Il 21 novembre la Corte penale internazionale (CPI) ha emesso mandati di arresto per Netanyahu, per l'ex ministro della Difesa israeliano e per Mohammed Deif, leader di Hamas, con l'accusa di crimini di guerra e crimini contro l'umanità nel conflitto di Gaza.
Il primo ministro ungherese Viktor Orbán ha dichiarato alla radio di stato che il mandato di arresto della Corte penale internazionale era errato e ha affermato che il leader israeliano avrebbe potuto tenere colloqui in Ungheria "in piena sicurezza".
Il primo ministro israeliano Netanyahu e il primo ministro ungherese Orban. (Foto: About Hungary)
"Oggi inviterò il Primo Ministro israeliano Netanyahu a visitare l'Ungheria e, nell'invito, gli assicurerò che se verrà, la sentenza della Corte penale internazionale non sarà efficace in Ungheria e non la rispetteremo", ha dichiarato Orbán.

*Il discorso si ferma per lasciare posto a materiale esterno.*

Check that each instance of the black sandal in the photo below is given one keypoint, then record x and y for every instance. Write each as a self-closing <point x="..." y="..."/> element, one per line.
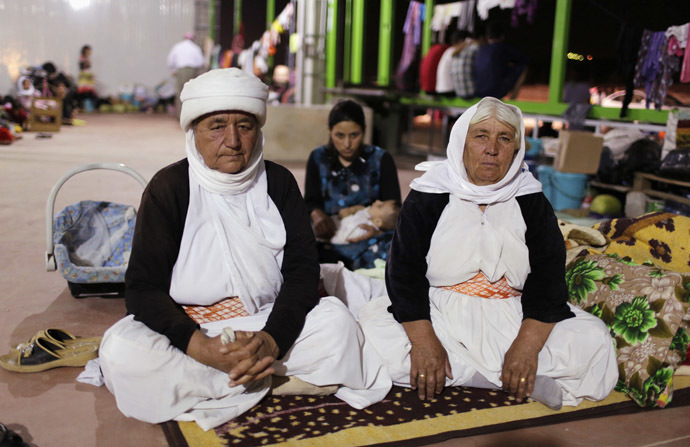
<point x="8" y="438"/>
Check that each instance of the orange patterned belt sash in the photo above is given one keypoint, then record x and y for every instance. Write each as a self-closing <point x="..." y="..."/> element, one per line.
<point x="480" y="286"/>
<point x="222" y="310"/>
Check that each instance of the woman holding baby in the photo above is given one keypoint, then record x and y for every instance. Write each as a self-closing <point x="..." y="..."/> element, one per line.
<point x="345" y="176"/>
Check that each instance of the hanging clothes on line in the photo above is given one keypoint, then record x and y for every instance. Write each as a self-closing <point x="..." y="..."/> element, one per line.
<point x="466" y="16"/>
<point x="443" y="15"/>
<point x="407" y="74"/>
<point x="681" y="34"/>
<point x="655" y="67"/>
<point x="483" y="6"/>
<point x="523" y="8"/>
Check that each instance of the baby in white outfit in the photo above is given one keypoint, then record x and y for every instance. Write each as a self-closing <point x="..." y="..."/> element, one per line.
<point x="357" y="223"/>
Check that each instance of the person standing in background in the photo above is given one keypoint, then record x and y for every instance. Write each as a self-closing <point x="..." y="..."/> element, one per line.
<point x="499" y="69"/>
<point x="185" y="59"/>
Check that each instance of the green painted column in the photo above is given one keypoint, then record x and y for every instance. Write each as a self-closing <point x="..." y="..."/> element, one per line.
<point x="385" y="43"/>
<point x="347" y="41"/>
<point x="357" y="41"/>
<point x="212" y="20"/>
<point x="270" y="12"/>
<point x="331" y="42"/>
<point x="561" y="32"/>
<point x="270" y="17"/>
<point x="237" y="16"/>
<point x="426" y="32"/>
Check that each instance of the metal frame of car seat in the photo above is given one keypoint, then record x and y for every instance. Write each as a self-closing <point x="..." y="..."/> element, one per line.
<point x="51" y="264"/>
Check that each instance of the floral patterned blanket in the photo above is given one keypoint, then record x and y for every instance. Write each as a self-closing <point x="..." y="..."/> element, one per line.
<point x="640" y="287"/>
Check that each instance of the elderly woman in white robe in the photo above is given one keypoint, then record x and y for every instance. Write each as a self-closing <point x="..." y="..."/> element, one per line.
<point x="223" y="240"/>
<point x="476" y="279"/>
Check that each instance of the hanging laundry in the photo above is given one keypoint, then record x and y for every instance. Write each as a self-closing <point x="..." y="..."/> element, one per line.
<point x="655" y="67"/>
<point x="466" y="16"/>
<point x="523" y="8"/>
<point x="483" y="6"/>
<point x="406" y="76"/>
<point x="685" y="71"/>
<point x="680" y="32"/>
<point x="627" y="50"/>
<point x="443" y="15"/>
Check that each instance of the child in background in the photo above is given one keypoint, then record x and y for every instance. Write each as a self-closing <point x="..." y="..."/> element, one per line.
<point x="357" y="223"/>
<point x="166" y="96"/>
<point x="26" y="92"/>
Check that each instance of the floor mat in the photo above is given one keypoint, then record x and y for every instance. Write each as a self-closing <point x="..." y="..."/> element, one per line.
<point x="399" y="420"/>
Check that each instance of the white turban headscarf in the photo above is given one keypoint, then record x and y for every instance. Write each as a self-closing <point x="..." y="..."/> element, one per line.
<point x="234" y="236"/>
<point x="450" y="175"/>
<point x="467" y="240"/>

Da quando Orbán e il partito Fidesz sono saliti al potere nel 2010, il leader ungherese e Netanyahu hanno instaurato uno stretto rapporto politico . Netanyahu ha visitato Budapest nel 2017.
I leader israeliani e la Casa Bianca hanno condannato fermamente la decisione della Corte penale internazionale, mentre l'alto rappresentante dell'UE per gli affari esteri e la politica di sicurezza, Josep Borrell, ha affermato che i mandati di arresto non erano di natura politica e che tutti gli Stati membri dell'UE avrebbero dovuto rispettare e attuare la decisione della Corte.
All'interno dell'UE, Ungheria e Repubblica Ceca sono forti sostenitrici di Israele, mentre paesi come Spagna e Irlanda sottolineano il loro sostegno ai palestinesi.
Il Ministero degli Esteri ceco, in risposta alla decisione della Corte penale internazionale, ha affermato che Praga rispetterà i propri obblighi giuridici internazionali. Tuttavia, il Primo Ministro ceco Petr Fiala ha definito la decisione della CPI "deplorevole".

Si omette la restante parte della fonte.